Advances in Privacy-Preserving Machine Learning
This talk introduces the problem of privacy-preserving machine learning,
and some recent results. The goal of privacy-preserving machine
learning is to provide machine learning algorithms that adhere to strong
privacy protocols, yet are useful in practice. As increasing amounts of
sensitive data are being digitally stored and aggregated, maintaining
the privacy of individuals is critical. However, learning cumulative
patterns, such as disease risks from medical records, could benefit
society. Our work on privacy-preserving machine learning seeks to
facilitate a compromise between these two opposing goals, by providing
general techniques, for the design of algorithms to learn from private
databases, that manage the inherent trade-off between privacy and
learnability.
I will present a new method for designing privacy-preserving machine
learning algorithms. Researchers in the cryptography and information
security community [Dwork et al. '06] had shown that if any function
learned from a database is randomly perturbed in a certain way, the
output respects a very strong privacy definition. The amount of
perturbation depends on the function however, and could render the
output ineffectual for machine learning purposes.
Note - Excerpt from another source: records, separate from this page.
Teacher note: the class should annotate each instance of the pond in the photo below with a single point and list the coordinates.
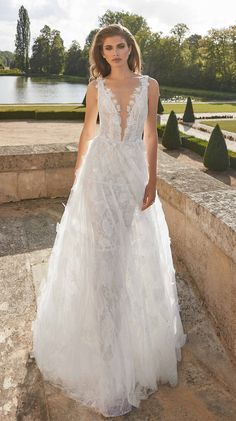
(28, 90)
(67, 90)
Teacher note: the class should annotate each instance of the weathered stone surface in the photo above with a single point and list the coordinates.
(207, 376)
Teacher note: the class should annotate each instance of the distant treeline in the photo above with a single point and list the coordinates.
(195, 61)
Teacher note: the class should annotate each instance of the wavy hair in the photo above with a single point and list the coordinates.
(98, 65)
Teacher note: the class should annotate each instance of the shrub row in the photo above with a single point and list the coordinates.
(42, 115)
(196, 145)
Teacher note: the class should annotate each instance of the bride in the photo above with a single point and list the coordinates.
(108, 329)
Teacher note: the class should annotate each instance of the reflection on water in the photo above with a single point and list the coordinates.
(26, 90)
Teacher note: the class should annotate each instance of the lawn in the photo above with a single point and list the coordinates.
(202, 107)
(229, 125)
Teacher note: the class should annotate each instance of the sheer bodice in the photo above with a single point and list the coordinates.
(108, 328)
(117, 124)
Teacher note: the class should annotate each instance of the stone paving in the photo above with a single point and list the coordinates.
(207, 374)
(185, 128)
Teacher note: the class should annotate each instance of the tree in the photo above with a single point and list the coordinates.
(57, 53)
(48, 52)
(171, 137)
(179, 31)
(132, 21)
(188, 116)
(216, 156)
(76, 62)
(22, 40)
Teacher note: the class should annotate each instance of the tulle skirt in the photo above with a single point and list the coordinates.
(108, 328)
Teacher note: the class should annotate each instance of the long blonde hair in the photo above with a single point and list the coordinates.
(98, 65)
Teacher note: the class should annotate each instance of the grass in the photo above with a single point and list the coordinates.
(203, 107)
(220, 107)
(41, 107)
(203, 94)
(229, 125)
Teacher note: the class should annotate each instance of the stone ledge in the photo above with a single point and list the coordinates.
(201, 216)
(200, 212)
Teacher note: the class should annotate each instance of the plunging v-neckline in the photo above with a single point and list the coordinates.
(129, 107)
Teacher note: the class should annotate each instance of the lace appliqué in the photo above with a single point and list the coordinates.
(129, 108)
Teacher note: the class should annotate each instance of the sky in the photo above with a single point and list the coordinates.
(75, 18)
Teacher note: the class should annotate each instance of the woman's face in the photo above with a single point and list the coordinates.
(116, 50)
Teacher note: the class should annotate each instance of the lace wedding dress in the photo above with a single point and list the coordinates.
(108, 327)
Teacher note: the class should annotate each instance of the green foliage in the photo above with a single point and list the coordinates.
(22, 40)
(48, 55)
(216, 155)
(76, 61)
(188, 116)
(133, 22)
(171, 137)
(6, 58)
(160, 108)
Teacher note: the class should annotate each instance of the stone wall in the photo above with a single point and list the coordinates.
(199, 209)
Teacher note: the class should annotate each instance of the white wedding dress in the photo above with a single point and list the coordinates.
(108, 327)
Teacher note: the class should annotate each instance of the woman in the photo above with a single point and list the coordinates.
(108, 328)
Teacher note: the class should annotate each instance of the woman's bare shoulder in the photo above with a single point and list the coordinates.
(153, 83)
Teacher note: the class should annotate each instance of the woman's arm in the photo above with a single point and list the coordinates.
(151, 142)
(89, 127)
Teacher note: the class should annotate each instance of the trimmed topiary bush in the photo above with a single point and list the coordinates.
(216, 156)
(160, 108)
(188, 116)
(171, 137)
(84, 100)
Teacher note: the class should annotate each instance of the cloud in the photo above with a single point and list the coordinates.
(75, 19)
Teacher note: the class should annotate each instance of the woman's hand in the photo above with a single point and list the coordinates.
(149, 194)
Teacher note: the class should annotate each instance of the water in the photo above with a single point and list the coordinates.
(48, 90)
(28, 90)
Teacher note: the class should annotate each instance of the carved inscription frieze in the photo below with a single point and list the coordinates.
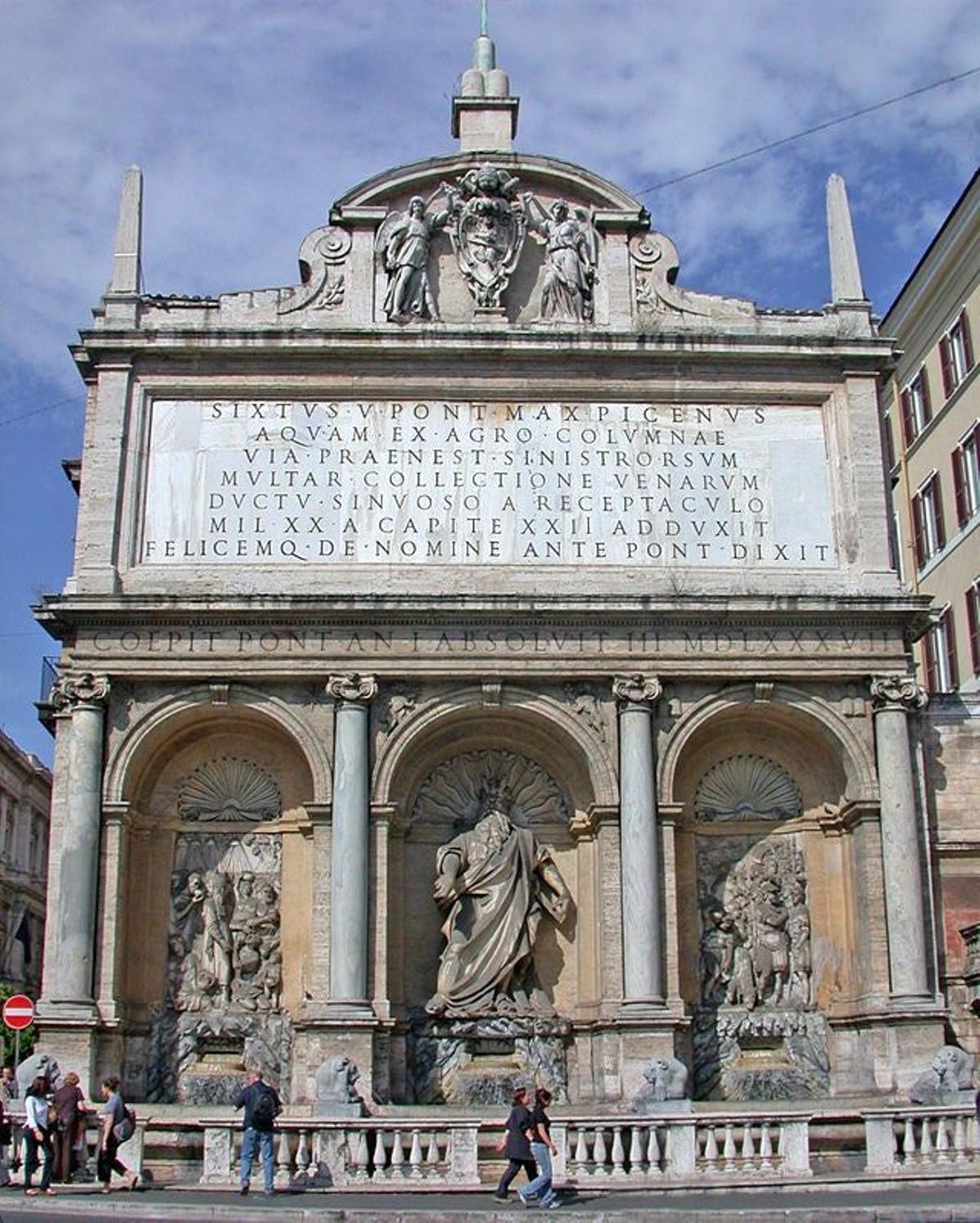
(470, 483)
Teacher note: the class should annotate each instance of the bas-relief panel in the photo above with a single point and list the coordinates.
(461, 483)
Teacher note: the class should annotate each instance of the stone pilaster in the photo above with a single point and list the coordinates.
(350, 842)
(82, 699)
(894, 697)
(643, 936)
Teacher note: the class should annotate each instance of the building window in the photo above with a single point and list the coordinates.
(926, 518)
(916, 411)
(956, 354)
(940, 648)
(967, 474)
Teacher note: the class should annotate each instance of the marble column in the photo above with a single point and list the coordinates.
(893, 699)
(350, 839)
(639, 847)
(83, 699)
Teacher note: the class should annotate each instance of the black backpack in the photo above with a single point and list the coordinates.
(265, 1110)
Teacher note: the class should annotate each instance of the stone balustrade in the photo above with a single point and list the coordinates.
(921, 1140)
(596, 1152)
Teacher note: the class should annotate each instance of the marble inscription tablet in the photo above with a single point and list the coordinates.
(243, 482)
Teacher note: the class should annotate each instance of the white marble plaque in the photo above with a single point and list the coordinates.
(463, 483)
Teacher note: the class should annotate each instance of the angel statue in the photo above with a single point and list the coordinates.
(572, 260)
(494, 884)
(403, 245)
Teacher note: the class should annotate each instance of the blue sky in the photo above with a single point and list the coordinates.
(250, 118)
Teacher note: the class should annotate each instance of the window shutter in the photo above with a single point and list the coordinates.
(929, 657)
(974, 626)
(967, 344)
(951, 650)
(918, 531)
(960, 486)
(946, 362)
(908, 429)
(938, 509)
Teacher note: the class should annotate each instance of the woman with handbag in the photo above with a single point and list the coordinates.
(117, 1127)
(37, 1135)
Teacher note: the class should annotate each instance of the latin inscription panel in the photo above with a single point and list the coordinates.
(463, 483)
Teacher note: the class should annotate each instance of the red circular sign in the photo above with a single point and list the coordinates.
(19, 1012)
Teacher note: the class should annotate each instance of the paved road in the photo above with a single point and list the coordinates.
(933, 1203)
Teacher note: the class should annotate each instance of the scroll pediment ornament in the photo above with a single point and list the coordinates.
(898, 692)
(488, 230)
(351, 687)
(69, 692)
(323, 284)
(229, 790)
(457, 791)
(744, 788)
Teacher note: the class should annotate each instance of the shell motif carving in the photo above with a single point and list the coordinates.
(453, 794)
(748, 788)
(229, 790)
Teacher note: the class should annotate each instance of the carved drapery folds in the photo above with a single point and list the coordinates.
(224, 923)
(743, 788)
(229, 790)
(69, 692)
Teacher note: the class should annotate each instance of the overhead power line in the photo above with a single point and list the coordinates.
(808, 131)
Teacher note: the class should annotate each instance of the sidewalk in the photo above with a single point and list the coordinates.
(930, 1203)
We introduce a new
paradigm: perturb the optimization problem, instead of its solution, for
functions learned via optimization. It turns out that, for a canonical
machine learning algorithm, regularized logistic regression, our new
method yields a significantly stronger learning performance guarantee,
and demonstrates improved empirical performance over the previous
approach, while adhering to the same privacy definition. Our techniques
also apply to a broad class of convex loss functions.
This talk is based on joint work with Kamalika Chaudhuri (UC San Diego).